On Wed, Feb 05, 2025 at 08:43:48PM -0800, Samiullah Khawaja wrote:
> On Wed, Feb 5, 2025 at 5:15 PM Martin Karsten <mkarsten@...terloo.ca> wrote:
> >
> > On 2025-02-05 17:06, Joe Damato wrote:
> > > On Wed, Feb 05, 2025 at 12:35:00PM -0800, Samiullah Khawaja wrote:
> > >> On Tue, Feb 4, 2025 at 5:32 PM Martin Karsten <mkarsten@...terloo.ca> wrote:
> > >>>
> > >>> On 2025-02-04 19:10, Samiullah Khawaja wrote:
> >
> > [snip]
> >
> > >>> Note that I don't dismiss the approach out of hand. I just think it's
> > >>> important to properly understand the purported performance improvements.
> > >> I think the performance improvements are apparent with the data I
> > >> provided, I purposefully used more sockets to show the real
> > >> differences in tail latency with this revision.
> > >
> > > Respectfully, I don't agree that the improvements are "apparent." I
> > > think my comments and Martin's comments both suggest that the cover
> > > letter does not make the improvements apparent.
> > >
> > >> Also one thing that you are probably missing here is that the change
> > >> here also has an API aspect, that is it allows a user to drive napi
> > >> independent of the user API or protocol being used.
> > >
> > > I'm not missing that part; I'll let Martin speak for himself but I
> > > suspect he also follows that part.
> >
> > Yes, the API aspect is quite interesting. In fact, Joe has given you
> > pointers how to split this patch into multiple incremental steps, the
> > first of which should be uncontroversial.
> >
> > I also just read your subsequent response to Joe. He has captured the
> > relevant concerns very well and I don't understand why you refuse to
> > document your complete experiment setup for transparency and
> > reproducibility. This shouldn't be hard.
> I think I have provided all the setup details and pointers to
> components. I appreciate that you want to reproduce the results and If
> you really really want to set it up then start by setting up onload on
> your platform. I cannot provide a generic installer script for onload
> that _claims_ to set it up on an arbitrary platform (with arbitrary
> NIC and environment). If it works on your platform (on top of AF_XDP)
> then from that point you can certainly build neper and run it using
> the command I shared.

I'm going to reproduce this on a GCP instance like you illustrated
in your cover letter, but there is a tremendous lack of detail to
get the system into a starting state.

As Martin explains in his follow: I am not asking for a generic
installer script for onload. I can definitely compile that program
on a GCP instance myself.

What we are both asking for is more information on how the system is
setup or, as Martin has repeatedly asked for, a script that gets the
system into its initial state for each experiment to streamline
reproduction of results.

I'm confused why your responses seem so strongly opposed to what we
are asking for?

Neither I nor Martin are against a new mechanism for busy polling
being introduced; we are both saying that a general purpose
mechanism that burns 100% CPU even when the network is idle should
be carefully considered. Wouldn't you agree?

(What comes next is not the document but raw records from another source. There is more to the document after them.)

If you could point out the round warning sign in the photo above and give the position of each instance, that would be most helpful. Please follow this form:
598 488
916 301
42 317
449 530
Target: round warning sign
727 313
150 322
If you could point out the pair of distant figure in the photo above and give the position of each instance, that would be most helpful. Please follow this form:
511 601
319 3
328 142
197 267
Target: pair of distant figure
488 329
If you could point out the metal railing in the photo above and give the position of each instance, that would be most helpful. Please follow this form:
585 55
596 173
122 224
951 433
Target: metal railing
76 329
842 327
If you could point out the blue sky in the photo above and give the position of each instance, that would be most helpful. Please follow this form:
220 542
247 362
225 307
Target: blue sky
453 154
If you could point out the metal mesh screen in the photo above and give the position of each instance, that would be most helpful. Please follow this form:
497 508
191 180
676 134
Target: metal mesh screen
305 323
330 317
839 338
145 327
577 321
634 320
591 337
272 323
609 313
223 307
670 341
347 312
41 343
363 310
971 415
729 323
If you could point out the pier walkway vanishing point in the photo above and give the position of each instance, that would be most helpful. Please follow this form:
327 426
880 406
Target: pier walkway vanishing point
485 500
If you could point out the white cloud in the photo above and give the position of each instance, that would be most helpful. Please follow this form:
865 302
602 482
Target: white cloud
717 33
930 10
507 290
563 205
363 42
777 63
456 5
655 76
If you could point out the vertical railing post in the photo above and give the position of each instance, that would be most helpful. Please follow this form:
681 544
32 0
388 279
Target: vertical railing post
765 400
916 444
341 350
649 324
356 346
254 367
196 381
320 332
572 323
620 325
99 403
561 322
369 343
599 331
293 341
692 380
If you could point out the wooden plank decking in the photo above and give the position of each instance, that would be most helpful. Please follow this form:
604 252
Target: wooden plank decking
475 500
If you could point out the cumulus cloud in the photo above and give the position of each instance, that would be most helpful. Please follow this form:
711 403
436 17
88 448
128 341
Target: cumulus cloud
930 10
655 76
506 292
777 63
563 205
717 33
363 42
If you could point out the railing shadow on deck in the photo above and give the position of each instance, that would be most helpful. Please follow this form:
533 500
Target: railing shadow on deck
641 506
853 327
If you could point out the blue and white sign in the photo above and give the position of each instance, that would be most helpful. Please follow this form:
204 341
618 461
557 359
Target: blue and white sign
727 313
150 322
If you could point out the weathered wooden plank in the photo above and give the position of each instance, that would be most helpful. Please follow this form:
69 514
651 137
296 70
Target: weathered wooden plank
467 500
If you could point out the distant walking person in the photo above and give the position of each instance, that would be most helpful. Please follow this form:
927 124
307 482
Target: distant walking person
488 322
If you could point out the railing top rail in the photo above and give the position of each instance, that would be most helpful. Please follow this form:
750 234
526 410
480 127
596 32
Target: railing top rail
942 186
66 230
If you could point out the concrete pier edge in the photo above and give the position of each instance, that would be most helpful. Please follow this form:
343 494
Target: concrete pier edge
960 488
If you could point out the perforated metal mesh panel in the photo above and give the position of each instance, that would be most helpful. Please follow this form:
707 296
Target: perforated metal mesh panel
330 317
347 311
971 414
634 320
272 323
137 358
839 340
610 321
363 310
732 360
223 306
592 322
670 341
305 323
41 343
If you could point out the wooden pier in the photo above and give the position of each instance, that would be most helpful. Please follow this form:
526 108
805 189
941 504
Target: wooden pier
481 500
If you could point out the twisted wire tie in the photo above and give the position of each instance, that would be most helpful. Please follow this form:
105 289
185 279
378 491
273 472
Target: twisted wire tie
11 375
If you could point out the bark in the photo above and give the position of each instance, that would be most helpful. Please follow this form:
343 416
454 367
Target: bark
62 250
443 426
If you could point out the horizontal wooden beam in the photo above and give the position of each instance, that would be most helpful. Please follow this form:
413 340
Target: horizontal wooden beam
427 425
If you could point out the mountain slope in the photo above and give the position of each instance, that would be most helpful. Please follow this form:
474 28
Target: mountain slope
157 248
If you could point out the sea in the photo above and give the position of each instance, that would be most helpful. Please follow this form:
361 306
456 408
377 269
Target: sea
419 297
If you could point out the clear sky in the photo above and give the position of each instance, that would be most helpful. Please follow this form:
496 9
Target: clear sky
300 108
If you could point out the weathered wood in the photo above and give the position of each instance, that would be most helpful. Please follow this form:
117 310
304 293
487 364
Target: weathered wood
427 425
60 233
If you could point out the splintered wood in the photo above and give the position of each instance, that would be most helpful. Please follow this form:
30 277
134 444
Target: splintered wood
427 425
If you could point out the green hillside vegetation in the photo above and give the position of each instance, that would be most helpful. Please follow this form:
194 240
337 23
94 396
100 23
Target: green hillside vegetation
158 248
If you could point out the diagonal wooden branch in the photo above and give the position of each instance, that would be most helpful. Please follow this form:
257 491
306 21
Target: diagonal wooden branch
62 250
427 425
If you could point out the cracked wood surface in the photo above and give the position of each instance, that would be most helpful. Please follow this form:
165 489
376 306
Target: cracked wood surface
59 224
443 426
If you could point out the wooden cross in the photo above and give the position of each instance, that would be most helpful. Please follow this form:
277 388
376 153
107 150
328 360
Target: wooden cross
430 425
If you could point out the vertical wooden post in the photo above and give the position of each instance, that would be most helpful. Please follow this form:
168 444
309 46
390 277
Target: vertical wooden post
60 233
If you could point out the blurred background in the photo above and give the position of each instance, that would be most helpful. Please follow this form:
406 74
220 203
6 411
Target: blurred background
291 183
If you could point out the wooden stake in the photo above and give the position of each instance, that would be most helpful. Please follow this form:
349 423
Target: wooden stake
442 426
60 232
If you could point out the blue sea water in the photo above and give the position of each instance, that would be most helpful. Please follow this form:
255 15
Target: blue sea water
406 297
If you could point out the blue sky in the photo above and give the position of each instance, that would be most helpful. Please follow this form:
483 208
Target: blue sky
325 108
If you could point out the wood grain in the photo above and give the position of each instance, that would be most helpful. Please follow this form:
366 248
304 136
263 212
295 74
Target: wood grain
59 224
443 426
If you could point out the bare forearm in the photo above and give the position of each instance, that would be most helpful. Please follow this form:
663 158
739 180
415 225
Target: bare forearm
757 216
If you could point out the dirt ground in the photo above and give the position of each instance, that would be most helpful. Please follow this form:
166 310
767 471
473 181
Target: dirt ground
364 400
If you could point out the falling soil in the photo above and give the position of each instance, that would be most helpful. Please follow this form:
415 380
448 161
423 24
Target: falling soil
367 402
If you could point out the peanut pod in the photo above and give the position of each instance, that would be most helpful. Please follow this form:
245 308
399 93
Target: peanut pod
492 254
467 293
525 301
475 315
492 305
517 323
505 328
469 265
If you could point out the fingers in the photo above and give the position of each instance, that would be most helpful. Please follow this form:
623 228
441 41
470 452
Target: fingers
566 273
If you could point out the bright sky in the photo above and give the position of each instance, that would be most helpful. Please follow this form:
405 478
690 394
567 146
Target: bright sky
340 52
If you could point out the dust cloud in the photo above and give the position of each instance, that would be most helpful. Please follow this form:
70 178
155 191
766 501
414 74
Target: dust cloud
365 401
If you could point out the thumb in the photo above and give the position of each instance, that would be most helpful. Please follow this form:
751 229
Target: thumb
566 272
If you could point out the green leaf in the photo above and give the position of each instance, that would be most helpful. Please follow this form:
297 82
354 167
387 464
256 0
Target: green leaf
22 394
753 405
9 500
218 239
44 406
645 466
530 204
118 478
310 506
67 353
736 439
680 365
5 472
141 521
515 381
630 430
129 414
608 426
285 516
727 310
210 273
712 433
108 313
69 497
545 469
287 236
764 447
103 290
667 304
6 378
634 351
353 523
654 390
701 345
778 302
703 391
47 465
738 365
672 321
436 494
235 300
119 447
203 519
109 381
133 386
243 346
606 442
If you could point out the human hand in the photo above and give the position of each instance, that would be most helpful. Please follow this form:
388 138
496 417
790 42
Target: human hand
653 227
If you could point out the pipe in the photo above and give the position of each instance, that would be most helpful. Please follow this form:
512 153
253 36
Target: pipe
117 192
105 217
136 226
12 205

The best way to carefully consider it would be to include more data
and more measurements of important system metrics, like CPU cycle
counts, CPU consumption, etc.

I don't intend to speak for Martin, but I'm asking for (and I think
he'd agree):
  - More rigorous analysis, with more test cases and data (like CPU
    consumption, socket counts, message sizes, etc)
  - Better documentation of how one configures the system, possibly
    using a script. It's OK if the script only works on the exact
    GCP instance you used; I'd like to create that GCP instance and
    know 100% that I have the same starting state as you when I run
    the test.
  - If more test cases are going to be tested and the data extracted
    for a cover letter, a script that generates this in a standard
    format with all of the metrics would be very helpful to ensure
    we are all measuring this the same way, using the same command
    line tools, with the same arguments. In other words, if you
    decide to run "perf" to count cycles or cache misses or whatever
    it is, capturing that in a script ensures we are all measuring
    this the same way.

If you think this is unreasonable, please let me know; your
responses suggest you are opposed to more detailed analysis and I am
trying to understand why that might be.